Popular wisdom holds that the primary value of data deduplication is in storage capacity savings. This is not surprising given that the first generation of data deduplication companies were focused on a single use case: backup to disk. It was the right solution at that time. Disk drives were getting larger and less expensive, and deduplication was the enabling technology that allowed backup to disk to become price competitive with backup to tape for many customers. The deduplication engine for these devices was designed to reduce the amount of disk capacity required to store weeks or months of backup data. These solutions were never intended for primary storage applications.
Primary storage has a completely different set of requirements. Latency is far more important than throughput. Random performance is generally more important than sequential performance. Caching becomes a critical feature. Whereas disk based backup devices are optimized for a single workload of sequential write streams with periodic sequential reads for restore, primary storage has to address a mixed workload that services many different data center applications at the same time.
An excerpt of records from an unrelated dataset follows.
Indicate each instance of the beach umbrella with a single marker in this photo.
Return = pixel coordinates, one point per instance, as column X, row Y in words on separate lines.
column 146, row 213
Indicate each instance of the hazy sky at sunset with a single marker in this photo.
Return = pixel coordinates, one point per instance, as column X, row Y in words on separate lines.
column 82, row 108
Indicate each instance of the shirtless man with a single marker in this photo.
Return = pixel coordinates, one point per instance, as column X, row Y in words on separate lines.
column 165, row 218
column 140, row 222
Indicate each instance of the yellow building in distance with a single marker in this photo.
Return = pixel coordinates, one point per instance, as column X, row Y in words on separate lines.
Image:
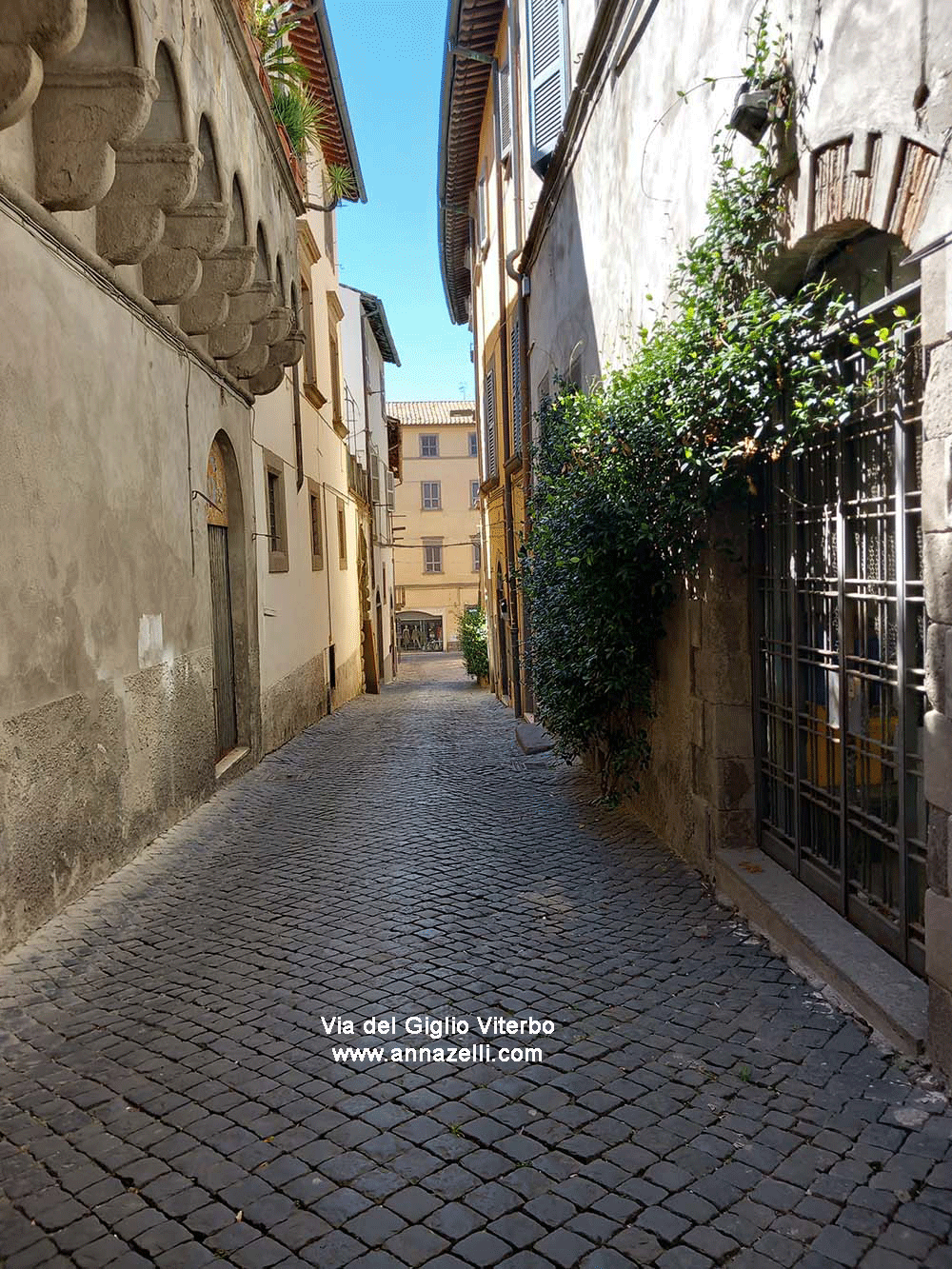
column 438, row 557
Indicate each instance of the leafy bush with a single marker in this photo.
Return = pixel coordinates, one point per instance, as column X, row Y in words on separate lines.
column 472, row 643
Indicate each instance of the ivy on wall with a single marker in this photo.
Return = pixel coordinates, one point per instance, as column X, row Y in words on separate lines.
column 626, row 475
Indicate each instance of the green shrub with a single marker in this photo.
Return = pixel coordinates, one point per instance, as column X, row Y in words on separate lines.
column 625, row 476
column 472, row 643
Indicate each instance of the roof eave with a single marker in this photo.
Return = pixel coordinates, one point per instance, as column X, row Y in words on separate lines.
column 453, row 11
column 377, row 316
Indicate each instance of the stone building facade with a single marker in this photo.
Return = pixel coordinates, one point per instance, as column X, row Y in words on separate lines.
column 152, row 255
column 809, row 724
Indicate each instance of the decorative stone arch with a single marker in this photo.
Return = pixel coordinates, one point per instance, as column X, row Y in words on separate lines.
column 95, row 99
column 228, row 574
column 857, row 180
column 173, row 271
column 155, row 175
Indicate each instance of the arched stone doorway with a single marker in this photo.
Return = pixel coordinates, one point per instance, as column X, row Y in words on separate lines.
column 227, row 564
column 841, row 628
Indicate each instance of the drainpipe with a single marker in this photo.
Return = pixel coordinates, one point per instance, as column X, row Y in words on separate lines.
column 512, row 601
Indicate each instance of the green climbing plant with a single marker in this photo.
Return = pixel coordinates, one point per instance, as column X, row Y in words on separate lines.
column 626, row 476
column 472, row 643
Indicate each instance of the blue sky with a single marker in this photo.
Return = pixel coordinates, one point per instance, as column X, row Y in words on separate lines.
column 391, row 62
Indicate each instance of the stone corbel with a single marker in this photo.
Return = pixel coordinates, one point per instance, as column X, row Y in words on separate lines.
column 286, row 351
column 246, row 311
column 32, row 30
column 173, row 271
column 151, row 180
column 223, row 275
column 82, row 117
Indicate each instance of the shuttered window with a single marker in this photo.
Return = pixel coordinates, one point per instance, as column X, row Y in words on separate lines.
column 489, row 414
column 506, row 111
column 517, row 387
column 547, row 77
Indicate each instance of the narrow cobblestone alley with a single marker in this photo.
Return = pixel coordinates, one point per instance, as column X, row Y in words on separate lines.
column 169, row 1094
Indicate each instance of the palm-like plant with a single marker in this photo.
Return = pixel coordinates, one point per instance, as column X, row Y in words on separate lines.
column 272, row 23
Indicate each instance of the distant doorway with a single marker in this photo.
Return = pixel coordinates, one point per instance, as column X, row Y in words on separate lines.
column 502, row 633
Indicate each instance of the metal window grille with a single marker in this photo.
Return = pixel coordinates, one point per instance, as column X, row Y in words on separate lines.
column 841, row 641
column 273, row 500
column 517, row 387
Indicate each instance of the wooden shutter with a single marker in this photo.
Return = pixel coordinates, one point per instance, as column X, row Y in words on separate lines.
column 517, row 387
column 489, row 411
column 547, row 77
column 506, row 111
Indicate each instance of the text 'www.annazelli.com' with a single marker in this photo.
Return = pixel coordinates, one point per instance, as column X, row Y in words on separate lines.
column 449, row 1040
column 410, row 1056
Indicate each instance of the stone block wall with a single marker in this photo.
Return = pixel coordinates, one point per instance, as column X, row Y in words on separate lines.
column 937, row 547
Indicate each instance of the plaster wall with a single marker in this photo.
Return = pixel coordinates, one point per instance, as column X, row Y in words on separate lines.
column 456, row 523
column 107, row 717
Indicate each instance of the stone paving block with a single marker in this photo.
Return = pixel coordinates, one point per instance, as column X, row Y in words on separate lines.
column 190, row 1063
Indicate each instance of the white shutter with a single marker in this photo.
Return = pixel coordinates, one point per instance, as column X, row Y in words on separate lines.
column 547, row 77
column 506, row 111
column 517, row 387
column 489, row 412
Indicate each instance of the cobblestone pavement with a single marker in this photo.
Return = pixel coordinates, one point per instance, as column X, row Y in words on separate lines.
column 169, row 1094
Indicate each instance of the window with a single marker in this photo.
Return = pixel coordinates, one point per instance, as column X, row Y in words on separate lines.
column 489, row 420
column 482, row 222
column 274, row 509
column 334, row 373
column 314, row 507
column 433, row 557
column 342, row 533
column 516, row 369
column 307, row 323
column 547, row 79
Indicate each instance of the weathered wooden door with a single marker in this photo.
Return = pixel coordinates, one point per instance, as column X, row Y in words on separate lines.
column 223, row 627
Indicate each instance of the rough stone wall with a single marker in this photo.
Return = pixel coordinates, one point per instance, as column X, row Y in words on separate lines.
column 699, row 792
column 107, row 719
column 299, row 701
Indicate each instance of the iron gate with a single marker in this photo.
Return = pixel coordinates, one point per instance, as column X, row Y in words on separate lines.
column 840, row 682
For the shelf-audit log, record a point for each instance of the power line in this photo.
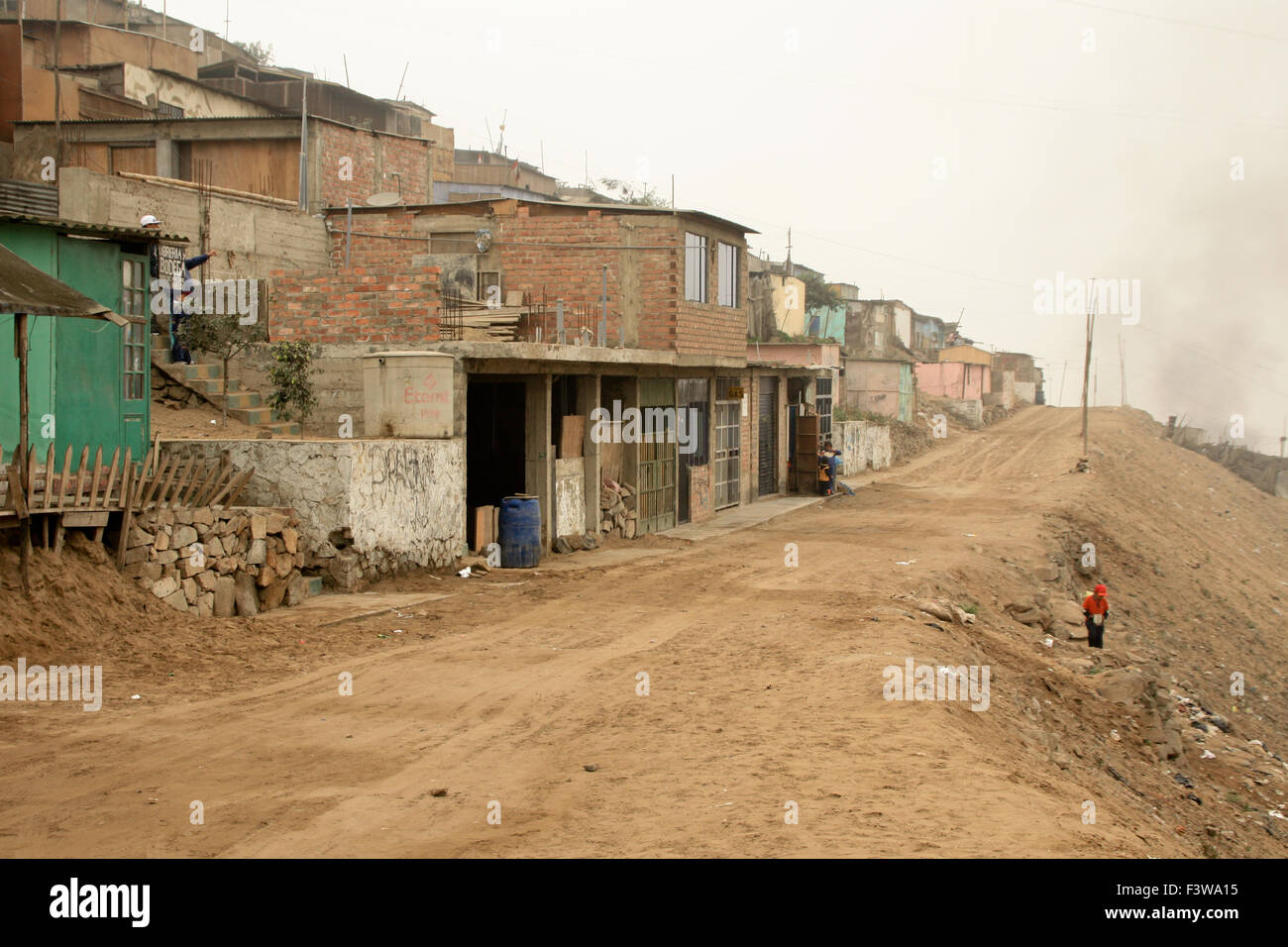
(1175, 21)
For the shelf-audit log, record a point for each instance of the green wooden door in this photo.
(39, 248)
(89, 363)
(657, 459)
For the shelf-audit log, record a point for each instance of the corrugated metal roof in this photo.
(88, 230)
(29, 197)
(26, 289)
(608, 208)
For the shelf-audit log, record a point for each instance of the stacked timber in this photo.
(617, 509)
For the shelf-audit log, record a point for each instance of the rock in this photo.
(1028, 613)
(271, 595)
(226, 600)
(1068, 612)
(258, 553)
(138, 538)
(187, 567)
(296, 589)
(245, 596)
(935, 608)
(1121, 685)
(137, 554)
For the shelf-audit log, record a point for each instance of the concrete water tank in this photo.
(408, 393)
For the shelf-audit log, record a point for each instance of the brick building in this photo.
(653, 317)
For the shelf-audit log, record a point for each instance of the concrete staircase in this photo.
(206, 381)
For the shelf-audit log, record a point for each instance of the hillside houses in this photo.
(469, 316)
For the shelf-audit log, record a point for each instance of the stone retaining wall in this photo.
(218, 562)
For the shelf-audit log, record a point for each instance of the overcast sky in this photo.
(945, 153)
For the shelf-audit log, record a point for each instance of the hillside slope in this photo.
(765, 686)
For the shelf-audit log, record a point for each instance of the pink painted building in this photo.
(962, 380)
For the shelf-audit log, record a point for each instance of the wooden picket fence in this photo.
(88, 493)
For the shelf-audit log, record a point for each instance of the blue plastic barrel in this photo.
(520, 532)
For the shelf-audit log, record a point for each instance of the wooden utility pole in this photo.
(21, 343)
(1086, 365)
(1122, 371)
(58, 86)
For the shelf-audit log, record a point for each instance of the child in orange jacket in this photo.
(1095, 607)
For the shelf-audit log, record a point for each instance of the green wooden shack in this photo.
(89, 380)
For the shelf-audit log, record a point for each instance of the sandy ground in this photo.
(197, 420)
(520, 693)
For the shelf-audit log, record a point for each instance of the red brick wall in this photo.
(378, 250)
(376, 158)
(565, 252)
(384, 305)
(700, 493)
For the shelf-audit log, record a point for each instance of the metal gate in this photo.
(692, 395)
(728, 446)
(767, 434)
(657, 458)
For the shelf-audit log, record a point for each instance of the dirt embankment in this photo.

What value can deduplication technology deliver for primary storage? It goes far beyond just capacity. Deduplication can optimize HDD capacity, HDD IOPS, SSD efficiency, DRAM efficiency, and WAN efficiency. HDD capacity is the most well-known feature given the recent history of deduplication, but I would argue it is the least valuable of the group for primary storage. Let’s assume a 3TB HDD can deliver 100 IOPS (to make the math simple). If I create a new 20GB vmdk that contains 10GB of data that already exists in the system, I will save 10GB of capacity (0.003% of one HDD), but more importantly I will eliminate the IOPS required to write those 10GB to disk (100% of the IOPS for over 1 minute on one HDD). The IOPS savings is significantly more valuable.
Deduplication also impacts SSD and DRAM efficiency. If a system deduplicates intelligently, then there should never be two copies of the same piece of data in DRAM. This also holds true for SSD. The cost per GB of DRAM and SSD are much higher than HDD, so here the capacity efficiency is very powerful. This allows for an effective DRAM and SSD size that is greater than the physical size. The more efficient these components are, the more requests they can fulfill—and the fewer HDD IOPS are required, and the faster the system performs.
Let’s not forget about the WAN. The Wide Area Network link is an expensive and limited resource. Storage replication has become extremely common and replicating the data over the WAN is the only practical way to obtain disaster recovery capabilities with a Recovery Point Objective (RPO) of less than 24 hours. If all of the data in the primary storage system is already deduplicated, then there should be no need to transfer any data to DR that is already there. In order for this to work, the data needs to be deduplicated in real time, and the data centers need to be able to communicate efficiently to transfer only the unique data at a fine grain level. This dramatically reduces the storage replication burden on the WAN, achieving bandwidth reductions of between 50 percent to 90 percent.
Not all systems deduplicate the same way. Unless the deduplication is done in real time at a fine grain level at the very core of the system, it will not be capable of enabling all of the functionality described above. The SimpliVity OmniCube deduplication is systemic. The system is simply not capable of creating duplicate data. This means that OmniCube benefits from all five optimizations—HDD capacity, HDD IOPS, SSD efficiency, DRAM efficiency, and WAN efficiency. Next time you are looking at a product that claims to have deduplication technology, ask if it benefits the platform in these five areas.
And one more thing…SimpliVity OmniCube also compresses all of the data making it that much more efficient.